Student Life
One of the most popular features of the Honors Program is Hopkins House, where students can rest and relax, as well as do homework away from dorm distractions and gather together in small study groups. Hopkins has a warm living room, kitchen and the director's office on the first floor an electronic seminar room and two study rooms with computers on the second floor, and a study room area with two more computers on the third floor. The third floor also has an entertainment center. Altogether, Hopkins has five computers available to students all equipped with high-speed internet access through the Gonzaga network as well as access to a network printer, a copier, a scanner and fax machine in the common area on the ground floor. Hopkins is also wireless for students with laptops to link up to the University network or the internet. Hopkins facilities are accessible 24 hours a day, 7 days a week.

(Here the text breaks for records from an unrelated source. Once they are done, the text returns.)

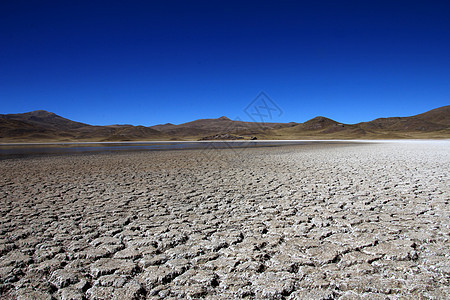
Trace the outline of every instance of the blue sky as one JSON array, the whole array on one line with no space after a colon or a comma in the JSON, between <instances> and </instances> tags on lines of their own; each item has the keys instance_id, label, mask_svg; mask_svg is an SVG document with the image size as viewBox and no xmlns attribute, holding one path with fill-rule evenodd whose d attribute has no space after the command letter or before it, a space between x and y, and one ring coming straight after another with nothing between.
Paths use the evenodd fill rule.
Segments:
<instances>
[{"instance_id":1,"label":"blue sky","mask_svg":"<svg viewBox=\"0 0 450 300\"><path fill-rule=\"evenodd\" d=\"M449 1L0 2L0 113L90 124L275 122L450 104Z\"/></svg>"}]
</instances>

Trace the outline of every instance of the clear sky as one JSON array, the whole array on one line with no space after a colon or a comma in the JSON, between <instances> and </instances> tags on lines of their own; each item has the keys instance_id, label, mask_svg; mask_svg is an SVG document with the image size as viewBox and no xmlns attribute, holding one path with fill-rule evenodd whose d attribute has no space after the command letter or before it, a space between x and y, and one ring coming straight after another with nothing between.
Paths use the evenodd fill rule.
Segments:
<instances>
[{"instance_id":1,"label":"clear sky","mask_svg":"<svg viewBox=\"0 0 450 300\"><path fill-rule=\"evenodd\" d=\"M344 123L450 104L450 1L0 1L0 113Z\"/></svg>"}]
</instances>

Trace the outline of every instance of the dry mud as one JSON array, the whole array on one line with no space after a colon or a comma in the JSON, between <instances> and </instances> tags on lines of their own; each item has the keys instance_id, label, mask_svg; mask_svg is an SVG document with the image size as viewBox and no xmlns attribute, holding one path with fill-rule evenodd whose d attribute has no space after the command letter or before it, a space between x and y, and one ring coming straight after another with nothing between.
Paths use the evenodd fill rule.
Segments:
<instances>
[{"instance_id":1,"label":"dry mud","mask_svg":"<svg viewBox=\"0 0 450 300\"><path fill-rule=\"evenodd\" d=\"M449 145L0 161L0 298L448 299Z\"/></svg>"}]
</instances>

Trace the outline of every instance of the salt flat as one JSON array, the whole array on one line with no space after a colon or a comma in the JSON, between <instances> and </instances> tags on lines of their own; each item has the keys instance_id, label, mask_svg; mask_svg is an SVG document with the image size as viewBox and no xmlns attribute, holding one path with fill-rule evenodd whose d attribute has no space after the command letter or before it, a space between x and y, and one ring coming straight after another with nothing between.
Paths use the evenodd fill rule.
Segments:
<instances>
[{"instance_id":1,"label":"salt flat","mask_svg":"<svg viewBox=\"0 0 450 300\"><path fill-rule=\"evenodd\" d=\"M3 299L445 299L450 142L0 161Z\"/></svg>"}]
</instances>

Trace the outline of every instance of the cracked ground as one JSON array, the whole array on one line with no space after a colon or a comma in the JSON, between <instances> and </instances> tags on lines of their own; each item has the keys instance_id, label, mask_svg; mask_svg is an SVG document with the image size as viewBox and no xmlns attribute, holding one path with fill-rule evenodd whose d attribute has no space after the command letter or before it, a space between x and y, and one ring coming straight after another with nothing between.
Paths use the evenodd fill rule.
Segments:
<instances>
[{"instance_id":1,"label":"cracked ground","mask_svg":"<svg viewBox=\"0 0 450 300\"><path fill-rule=\"evenodd\" d=\"M0 161L2 299L448 299L450 143Z\"/></svg>"}]
</instances>

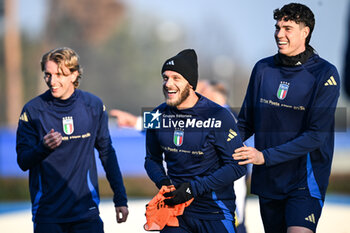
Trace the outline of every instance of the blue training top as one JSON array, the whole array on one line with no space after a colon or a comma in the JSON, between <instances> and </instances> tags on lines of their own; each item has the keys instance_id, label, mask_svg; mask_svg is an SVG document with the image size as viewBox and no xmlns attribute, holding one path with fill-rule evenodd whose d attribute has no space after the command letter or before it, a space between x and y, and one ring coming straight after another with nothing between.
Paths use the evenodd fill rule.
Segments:
<instances>
[{"instance_id":1,"label":"blue training top","mask_svg":"<svg viewBox=\"0 0 350 233\"><path fill-rule=\"evenodd\" d=\"M253 167L252 193L282 199L308 189L324 200L339 85L336 68L316 54L295 67L277 66L273 57L255 65L238 116L243 141L255 134L265 158Z\"/></svg>"},{"instance_id":2,"label":"blue training top","mask_svg":"<svg viewBox=\"0 0 350 233\"><path fill-rule=\"evenodd\" d=\"M42 141L51 129L63 138L55 150L47 149ZM16 150L21 169L29 169L33 222L60 223L99 217L94 148L114 191L115 205L126 206L108 115L98 97L75 90L69 99L60 100L47 91L24 106Z\"/></svg>"},{"instance_id":3,"label":"blue training top","mask_svg":"<svg viewBox=\"0 0 350 233\"><path fill-rule=\"evenodd\" d=\"M162 114L161 128L146 132L145 169L158 188L169 178L175 186L191 184L194 201L184 215L233 220L233 181L246 173L246 167L239 166L232 154L243 144L232 114L197 95L192 108L178 110L164 103L154 110Z\"/></svg>"}]
</instances>

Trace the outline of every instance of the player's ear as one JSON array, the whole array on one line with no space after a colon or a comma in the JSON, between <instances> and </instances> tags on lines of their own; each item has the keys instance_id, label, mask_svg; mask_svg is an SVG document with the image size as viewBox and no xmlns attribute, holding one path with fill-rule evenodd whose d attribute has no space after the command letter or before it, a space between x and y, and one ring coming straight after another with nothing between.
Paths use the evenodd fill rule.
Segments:
<instances>
[{"instance_id":1,"label":"player's ear","mask_svg":"<svg viewBox=\"0 0 350 233\"><path fill-rule=\"evenodd\" d=\"M71 82L74 83L77 80L78 76L79 76L79 72L77 70L73 71L71 74L71 77L72 77Z\"/></svg>"},{"instance_id":2,"label":"player's ear","mask_svg":"<svg viewBox=\"0 0 350 233\"><path fill-rule=\"evenodd\" d=\"M306 39L310 34L310 28L308 26L303 27L302 33L303 33L303 37Z\"/></svg>"}]
</instances>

Students particularly value the small face-to-face quality of honors classes. With twenty entering students each year,everyone gets to know everyone in their class and most everyone else in the entire program. To that end the Honors Program also sponsors a number of social gatherings and weekend outings. This begins with a weekend getaway in early September to begin to know one another, followed by seasonal parties, and a second weekend getaway in the spring.
The Honors Program also cultivates a sense of civic responsibility and service to those less fortunate. Honors students have traditionally been very involved in wider student life, particularly in theater, choir, music ensembles and the student newspaper. Some honors students have also played important roles in retreat programs through University Ministry and in freshman orientation through the Department of Student Life. All honors students are expected to have some involvement in the wider University.
While most all honors students go on to pursue advanced degrees, a substantial number of students end up deciding to enter the Jesuit Volunteer Corps (J.V.C.) and other service programs before heading off to graduate school. Honors students graduate with BA, Honors or BS, Honors.
Faculty and Students
Gonzaga University Honors students cut across all ideological, geographic, socioeconomic, and ethnic lines. The Program prides itself in its diversity of perspectives and personalities. It includes students from private and public high schools who major in a wide variety of disciplines. Program graduates are regularly placed in highly competitive graduate and professional programs throughout the country.
The Director of the Honors Program is Fr. Tim Clancy, S.J., Assistant Professor of Philosophy. He specializes in hermeneutics, communitarian political philosophy, and 19th century romanticism and idealism. Honors faculty members are a selectively rotated cross-section of Gonzaga's most experienced professors. These professors' profiles and personalities are as diverse as the students', providing a strong balance between classical and progressive teaching methodologies.